A North Carolina funeral home is adding an adorable new member to its grief support team -- Mochi, an 8-week-old Bernese mountain dog.
Mochi is currently training at Macon Funeral Home in Franklin, North Carolina, to offer unique emotional support to grieving people, said Mochi’s owner, Tori McKay.
"The Bernese Mountain Dog is a very loyal, affectionate and gentle animal, and has always been my choice for a potential grief therapy dog," McKay, who also works at Macon Funeral Home as the office administrator, wrote in a blog on the funeral home's website. "They have a history of being excellent therapy and support dogs, which comes from their kind disposition and laid-back personalities."
McKay said she has dreamed of having a grief therapy dog at the funeral home for a decade to bring any element of comfort to funeral visitations. After celebrating her 30th birthday, she decided to follow through with it.

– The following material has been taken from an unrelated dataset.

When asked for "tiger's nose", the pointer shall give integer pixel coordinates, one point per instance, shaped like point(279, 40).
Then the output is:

"I wanted to make this decade of my life more about others than about myself. I really enjoy helping people," she said. "I want to start focusing on my community."
So far, the response has been positive with customers requesting time with Mochi, according to McKay. But, since everyone isn't a "dog person," Mochi will only be present upon request and won't be pushed on clients, she told "Good Morning America."
“But everyone that comes in has requested that she sit with them," McKay said. "She brings peace into the room and you can see how she makes people relax so that they can open up and feel more at home."
McKay said she plans to begin official obedience training with Mochi in Asheville, North Carolina. After the pup's first birthday, Mochi will undergo professional therapy dog training to become certified by the Alliance of Therapy Dogs.
“[Mochi] will have to pass three tests in order to become a licensed therapy dog," McKay told “GMA.”
Even though Mochi will serve an important role within the Macon Funeral Home community, McKay emphasized that Mochi will still live a normal life filled with love, play and rest.
“I think if Mochi only helps one person in her life, then I will still be so proud of her,” said McKay.